Minerva just looked at him disbelievingly. “This is all rather ridiculous, Mr. Weasley, and Divination is not the most precise of arts,” she said with a derisive snot, “But if we do not act we may find ourselves in a very difficult situation.”
“And Death Eaters love the dark,” he added with a grim nod.
“But if it is as stupid and unfounded as my mind leads me to believe we could waste much time and energy.”
He nodded and then a short silence enveloped the room. She bent her head and made that move that would let her king be taken. His eyes narrowed as he looked at the piece.
“The most important piece,” he said, “He’s all we need to get, but it would never be a waste to tighten our security, to come together, to really protect our homes. It’ll never be a waste.”
Minerva suddenly cracked a small smile. “I believe this could be just what Alastor has been trying to tell us.
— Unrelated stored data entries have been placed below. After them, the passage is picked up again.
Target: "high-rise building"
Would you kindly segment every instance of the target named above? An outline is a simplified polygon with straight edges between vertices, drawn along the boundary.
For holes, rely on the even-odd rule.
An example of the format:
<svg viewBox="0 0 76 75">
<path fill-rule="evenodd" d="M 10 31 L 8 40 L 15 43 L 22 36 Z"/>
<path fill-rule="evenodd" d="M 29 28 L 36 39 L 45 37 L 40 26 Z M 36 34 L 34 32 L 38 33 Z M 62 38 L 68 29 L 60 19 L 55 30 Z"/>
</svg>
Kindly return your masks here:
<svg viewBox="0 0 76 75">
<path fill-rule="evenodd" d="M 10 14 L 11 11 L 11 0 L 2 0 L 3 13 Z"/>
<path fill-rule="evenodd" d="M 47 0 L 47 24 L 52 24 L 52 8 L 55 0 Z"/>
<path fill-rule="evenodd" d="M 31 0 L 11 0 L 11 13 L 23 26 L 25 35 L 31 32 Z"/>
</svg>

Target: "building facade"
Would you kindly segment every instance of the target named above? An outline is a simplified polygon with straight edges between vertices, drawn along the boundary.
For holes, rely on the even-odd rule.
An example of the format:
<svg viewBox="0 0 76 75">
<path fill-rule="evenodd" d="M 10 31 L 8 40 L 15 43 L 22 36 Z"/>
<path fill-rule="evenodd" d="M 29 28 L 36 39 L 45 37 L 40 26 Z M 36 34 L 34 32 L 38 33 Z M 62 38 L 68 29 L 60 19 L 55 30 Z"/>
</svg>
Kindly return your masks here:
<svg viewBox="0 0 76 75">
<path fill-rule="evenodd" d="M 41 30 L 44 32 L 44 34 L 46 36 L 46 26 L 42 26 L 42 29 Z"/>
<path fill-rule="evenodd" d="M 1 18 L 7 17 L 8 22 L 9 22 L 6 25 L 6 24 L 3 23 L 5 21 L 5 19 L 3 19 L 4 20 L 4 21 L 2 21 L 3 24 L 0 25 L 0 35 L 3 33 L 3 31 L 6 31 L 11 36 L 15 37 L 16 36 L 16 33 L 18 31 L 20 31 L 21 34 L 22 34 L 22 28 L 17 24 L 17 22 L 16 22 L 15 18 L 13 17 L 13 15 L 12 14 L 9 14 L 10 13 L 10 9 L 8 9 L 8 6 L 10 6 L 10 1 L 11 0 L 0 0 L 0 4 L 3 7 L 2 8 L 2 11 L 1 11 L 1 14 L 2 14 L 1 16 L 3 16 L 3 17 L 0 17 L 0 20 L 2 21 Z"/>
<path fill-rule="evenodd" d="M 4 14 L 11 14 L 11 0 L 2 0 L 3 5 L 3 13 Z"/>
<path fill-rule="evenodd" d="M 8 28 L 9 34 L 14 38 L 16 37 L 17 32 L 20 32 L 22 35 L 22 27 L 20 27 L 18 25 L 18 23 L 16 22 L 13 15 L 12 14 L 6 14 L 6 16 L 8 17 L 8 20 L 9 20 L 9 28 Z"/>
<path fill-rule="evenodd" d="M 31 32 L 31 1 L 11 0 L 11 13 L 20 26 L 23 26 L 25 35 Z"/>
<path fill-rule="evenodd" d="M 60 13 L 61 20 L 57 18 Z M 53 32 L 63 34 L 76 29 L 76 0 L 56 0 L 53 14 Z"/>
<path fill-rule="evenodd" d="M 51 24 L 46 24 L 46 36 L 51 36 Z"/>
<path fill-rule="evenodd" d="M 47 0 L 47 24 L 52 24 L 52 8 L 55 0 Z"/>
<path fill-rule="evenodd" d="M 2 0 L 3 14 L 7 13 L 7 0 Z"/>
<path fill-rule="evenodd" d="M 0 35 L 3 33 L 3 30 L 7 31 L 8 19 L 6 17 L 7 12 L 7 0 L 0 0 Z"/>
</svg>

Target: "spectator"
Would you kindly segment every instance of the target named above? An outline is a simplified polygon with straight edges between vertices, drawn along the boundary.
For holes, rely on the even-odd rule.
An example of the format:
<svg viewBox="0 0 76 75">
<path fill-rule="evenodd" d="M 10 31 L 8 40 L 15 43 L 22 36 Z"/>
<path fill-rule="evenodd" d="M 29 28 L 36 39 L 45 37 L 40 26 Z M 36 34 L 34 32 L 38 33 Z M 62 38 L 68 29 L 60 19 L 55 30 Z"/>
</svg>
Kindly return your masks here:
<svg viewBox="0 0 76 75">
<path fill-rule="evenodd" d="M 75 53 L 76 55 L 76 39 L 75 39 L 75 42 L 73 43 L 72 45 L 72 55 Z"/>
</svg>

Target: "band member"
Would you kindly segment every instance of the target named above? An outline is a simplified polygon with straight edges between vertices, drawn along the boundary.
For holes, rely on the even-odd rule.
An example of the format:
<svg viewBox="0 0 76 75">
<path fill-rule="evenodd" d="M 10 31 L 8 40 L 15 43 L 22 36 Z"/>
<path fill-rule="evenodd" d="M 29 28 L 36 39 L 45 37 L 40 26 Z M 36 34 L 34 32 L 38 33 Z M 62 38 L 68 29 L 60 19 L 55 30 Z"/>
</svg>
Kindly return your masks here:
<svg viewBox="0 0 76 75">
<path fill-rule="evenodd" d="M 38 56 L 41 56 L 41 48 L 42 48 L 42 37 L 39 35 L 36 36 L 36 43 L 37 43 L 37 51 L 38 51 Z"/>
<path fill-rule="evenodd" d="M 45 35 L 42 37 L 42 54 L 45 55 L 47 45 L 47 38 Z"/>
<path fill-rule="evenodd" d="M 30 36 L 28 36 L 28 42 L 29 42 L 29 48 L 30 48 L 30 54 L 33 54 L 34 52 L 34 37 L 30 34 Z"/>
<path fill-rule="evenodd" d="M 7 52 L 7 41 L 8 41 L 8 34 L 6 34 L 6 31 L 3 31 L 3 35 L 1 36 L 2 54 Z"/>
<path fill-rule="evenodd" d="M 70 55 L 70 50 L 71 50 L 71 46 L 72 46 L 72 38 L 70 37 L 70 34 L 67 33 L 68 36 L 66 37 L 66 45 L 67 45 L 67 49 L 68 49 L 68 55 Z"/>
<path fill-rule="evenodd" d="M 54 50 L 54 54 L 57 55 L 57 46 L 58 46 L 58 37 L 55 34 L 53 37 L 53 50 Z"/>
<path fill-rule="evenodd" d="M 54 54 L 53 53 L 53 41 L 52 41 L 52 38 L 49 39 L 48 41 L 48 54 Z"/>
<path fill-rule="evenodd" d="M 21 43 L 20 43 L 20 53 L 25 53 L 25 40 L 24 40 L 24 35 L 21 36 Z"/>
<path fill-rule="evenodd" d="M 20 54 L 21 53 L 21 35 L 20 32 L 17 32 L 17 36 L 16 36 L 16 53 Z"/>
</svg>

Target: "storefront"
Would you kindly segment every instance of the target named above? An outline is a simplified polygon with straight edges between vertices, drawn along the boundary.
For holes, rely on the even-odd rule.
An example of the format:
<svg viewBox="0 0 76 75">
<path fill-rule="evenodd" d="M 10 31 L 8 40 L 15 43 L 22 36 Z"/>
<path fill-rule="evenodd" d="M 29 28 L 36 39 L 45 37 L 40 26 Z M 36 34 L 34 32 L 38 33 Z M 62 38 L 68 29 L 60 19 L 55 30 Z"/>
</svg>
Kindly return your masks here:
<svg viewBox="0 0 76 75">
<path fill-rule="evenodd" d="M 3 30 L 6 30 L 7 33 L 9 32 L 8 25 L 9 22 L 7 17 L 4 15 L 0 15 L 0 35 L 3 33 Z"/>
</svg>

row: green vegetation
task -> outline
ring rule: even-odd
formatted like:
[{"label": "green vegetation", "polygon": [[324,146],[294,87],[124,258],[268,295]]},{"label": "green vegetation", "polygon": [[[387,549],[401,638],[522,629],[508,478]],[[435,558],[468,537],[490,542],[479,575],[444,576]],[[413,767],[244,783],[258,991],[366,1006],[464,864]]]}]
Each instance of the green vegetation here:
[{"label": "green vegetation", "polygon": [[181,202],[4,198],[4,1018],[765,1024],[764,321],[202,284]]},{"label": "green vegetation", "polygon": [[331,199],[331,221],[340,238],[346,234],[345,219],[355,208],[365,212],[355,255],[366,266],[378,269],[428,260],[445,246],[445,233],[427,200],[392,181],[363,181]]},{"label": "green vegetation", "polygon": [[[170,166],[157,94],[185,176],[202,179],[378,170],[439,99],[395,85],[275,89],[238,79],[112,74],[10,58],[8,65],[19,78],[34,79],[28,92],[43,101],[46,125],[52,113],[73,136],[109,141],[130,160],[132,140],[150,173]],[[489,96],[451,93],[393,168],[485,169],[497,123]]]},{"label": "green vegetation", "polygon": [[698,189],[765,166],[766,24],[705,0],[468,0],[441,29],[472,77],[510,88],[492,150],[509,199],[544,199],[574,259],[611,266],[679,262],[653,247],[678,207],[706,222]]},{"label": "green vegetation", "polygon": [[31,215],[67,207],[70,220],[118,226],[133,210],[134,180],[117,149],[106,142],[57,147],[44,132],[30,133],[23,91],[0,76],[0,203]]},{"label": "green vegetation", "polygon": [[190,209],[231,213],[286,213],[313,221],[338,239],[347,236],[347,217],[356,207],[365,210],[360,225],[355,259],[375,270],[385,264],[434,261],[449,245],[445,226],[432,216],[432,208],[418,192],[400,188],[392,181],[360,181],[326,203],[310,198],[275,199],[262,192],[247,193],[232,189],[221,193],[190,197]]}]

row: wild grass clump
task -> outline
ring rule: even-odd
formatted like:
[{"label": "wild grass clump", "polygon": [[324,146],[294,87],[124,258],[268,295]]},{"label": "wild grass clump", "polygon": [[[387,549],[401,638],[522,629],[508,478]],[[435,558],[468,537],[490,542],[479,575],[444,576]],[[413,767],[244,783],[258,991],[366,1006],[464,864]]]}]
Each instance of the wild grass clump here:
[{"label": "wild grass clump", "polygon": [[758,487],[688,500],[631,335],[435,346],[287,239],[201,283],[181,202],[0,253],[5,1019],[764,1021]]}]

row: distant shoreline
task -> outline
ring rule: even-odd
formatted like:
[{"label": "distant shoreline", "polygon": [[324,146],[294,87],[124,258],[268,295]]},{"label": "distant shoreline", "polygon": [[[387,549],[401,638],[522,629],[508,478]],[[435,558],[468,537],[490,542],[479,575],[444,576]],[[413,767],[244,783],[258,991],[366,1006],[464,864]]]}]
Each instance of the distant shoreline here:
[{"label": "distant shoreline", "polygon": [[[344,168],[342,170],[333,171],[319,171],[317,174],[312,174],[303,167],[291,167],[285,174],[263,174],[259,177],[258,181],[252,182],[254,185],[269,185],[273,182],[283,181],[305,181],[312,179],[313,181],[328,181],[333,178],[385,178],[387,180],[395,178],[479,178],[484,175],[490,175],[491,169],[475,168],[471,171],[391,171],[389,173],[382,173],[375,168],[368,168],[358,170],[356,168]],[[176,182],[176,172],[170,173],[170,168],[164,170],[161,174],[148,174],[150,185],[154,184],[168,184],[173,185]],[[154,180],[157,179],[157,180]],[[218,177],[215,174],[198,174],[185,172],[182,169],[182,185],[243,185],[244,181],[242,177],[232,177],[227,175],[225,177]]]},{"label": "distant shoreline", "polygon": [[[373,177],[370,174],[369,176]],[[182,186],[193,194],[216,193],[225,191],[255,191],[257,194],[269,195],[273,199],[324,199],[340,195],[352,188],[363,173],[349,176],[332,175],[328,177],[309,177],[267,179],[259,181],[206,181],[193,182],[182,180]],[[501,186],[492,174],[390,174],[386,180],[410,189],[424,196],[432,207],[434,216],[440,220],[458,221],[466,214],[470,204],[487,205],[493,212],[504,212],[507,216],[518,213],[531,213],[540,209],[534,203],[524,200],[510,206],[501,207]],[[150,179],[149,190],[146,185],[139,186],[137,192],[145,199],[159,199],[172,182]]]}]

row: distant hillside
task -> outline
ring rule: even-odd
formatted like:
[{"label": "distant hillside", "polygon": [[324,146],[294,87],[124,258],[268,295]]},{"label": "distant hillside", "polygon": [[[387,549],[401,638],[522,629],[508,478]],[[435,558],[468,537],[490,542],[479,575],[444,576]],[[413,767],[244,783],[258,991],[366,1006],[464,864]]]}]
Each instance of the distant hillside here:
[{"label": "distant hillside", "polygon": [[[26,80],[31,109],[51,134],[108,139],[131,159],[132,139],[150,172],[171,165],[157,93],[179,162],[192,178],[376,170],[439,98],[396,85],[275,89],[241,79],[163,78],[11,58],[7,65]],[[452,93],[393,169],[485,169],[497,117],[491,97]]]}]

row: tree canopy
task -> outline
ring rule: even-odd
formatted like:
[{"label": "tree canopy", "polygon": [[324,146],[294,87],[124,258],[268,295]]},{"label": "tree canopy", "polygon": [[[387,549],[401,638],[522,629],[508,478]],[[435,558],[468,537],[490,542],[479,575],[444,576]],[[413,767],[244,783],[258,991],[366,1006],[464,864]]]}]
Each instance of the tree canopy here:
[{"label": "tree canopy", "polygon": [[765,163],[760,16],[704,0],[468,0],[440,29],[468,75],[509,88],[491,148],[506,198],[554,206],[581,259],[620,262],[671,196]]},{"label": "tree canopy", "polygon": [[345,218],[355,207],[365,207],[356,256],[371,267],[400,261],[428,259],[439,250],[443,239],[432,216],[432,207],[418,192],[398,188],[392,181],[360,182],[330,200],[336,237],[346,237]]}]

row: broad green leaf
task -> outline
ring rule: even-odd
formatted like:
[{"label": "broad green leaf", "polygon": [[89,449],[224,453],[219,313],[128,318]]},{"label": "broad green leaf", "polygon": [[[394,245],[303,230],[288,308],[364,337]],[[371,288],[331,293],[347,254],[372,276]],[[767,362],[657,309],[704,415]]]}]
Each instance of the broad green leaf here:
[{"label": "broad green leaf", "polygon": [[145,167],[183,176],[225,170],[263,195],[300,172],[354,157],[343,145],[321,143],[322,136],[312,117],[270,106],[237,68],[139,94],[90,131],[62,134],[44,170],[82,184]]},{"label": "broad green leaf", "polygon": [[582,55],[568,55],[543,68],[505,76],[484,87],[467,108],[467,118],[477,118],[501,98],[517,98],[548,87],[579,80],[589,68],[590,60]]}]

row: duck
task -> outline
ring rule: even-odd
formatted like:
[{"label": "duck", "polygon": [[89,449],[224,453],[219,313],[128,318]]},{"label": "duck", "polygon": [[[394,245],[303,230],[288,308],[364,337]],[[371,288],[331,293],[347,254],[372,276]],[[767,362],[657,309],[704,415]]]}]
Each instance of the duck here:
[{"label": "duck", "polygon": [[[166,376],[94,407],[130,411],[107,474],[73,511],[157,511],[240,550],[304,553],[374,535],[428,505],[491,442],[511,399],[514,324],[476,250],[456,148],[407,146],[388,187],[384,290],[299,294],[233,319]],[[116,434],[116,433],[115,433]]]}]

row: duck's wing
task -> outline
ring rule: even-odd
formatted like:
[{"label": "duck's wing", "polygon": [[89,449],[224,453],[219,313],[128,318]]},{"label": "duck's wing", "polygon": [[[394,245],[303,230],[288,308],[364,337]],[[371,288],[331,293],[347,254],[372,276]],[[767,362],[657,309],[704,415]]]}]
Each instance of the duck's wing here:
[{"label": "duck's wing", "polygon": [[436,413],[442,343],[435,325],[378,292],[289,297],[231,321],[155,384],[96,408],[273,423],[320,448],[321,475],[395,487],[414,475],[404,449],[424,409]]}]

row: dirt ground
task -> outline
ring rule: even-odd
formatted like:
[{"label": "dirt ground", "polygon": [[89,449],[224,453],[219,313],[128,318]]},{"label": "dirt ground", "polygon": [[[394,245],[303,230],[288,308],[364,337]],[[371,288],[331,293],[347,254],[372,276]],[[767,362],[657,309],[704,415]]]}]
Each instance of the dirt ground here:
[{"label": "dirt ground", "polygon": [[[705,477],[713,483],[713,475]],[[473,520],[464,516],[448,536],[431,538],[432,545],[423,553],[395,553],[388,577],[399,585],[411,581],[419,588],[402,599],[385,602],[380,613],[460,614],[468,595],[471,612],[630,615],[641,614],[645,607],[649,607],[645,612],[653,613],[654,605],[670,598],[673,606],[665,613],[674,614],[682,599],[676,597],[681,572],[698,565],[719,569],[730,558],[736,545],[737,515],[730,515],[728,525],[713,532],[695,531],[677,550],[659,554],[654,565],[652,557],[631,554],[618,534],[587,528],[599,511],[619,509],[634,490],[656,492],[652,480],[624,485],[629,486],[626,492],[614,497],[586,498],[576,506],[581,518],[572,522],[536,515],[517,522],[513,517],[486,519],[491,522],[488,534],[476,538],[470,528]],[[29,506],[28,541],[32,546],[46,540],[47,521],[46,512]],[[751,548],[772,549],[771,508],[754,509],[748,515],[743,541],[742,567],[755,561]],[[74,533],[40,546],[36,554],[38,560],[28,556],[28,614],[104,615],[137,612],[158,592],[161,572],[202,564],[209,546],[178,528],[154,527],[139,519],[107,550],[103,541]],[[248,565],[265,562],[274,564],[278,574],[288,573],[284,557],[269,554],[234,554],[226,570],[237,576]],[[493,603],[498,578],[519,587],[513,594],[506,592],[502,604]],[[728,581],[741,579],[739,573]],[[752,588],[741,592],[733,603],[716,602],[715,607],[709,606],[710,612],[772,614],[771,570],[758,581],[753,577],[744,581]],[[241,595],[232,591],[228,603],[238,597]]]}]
To forget about hope and what little we are doing and shape up our act, even if it needs a bit of disillusionment and…” she couldn‘t bring herself to say the word lies, “Manipulation.”
“It wouldn’t be lying to let them know that we’ve got no hope,” he said taking her king, “Even if Harry’s the chosen one, that doesn’t mean he’ll survive long enough to even come face to face with the bloody bastard.”
Minerva smiled ruefully as the door opened and Moody and the other members began filing in. “What do you suggest, Mr. Weasley?” she repeated her question from before.
“I suggest we start playing some real Chess,” he said in a loud voice that attracted some attention from the bustling order members preparing for the meeting, “Because White always makes the first move!”
Minerva picked up the diary once more, she whispered “We will win yet” to the boy before striding to the front of the room to take control of the meeting…and the war.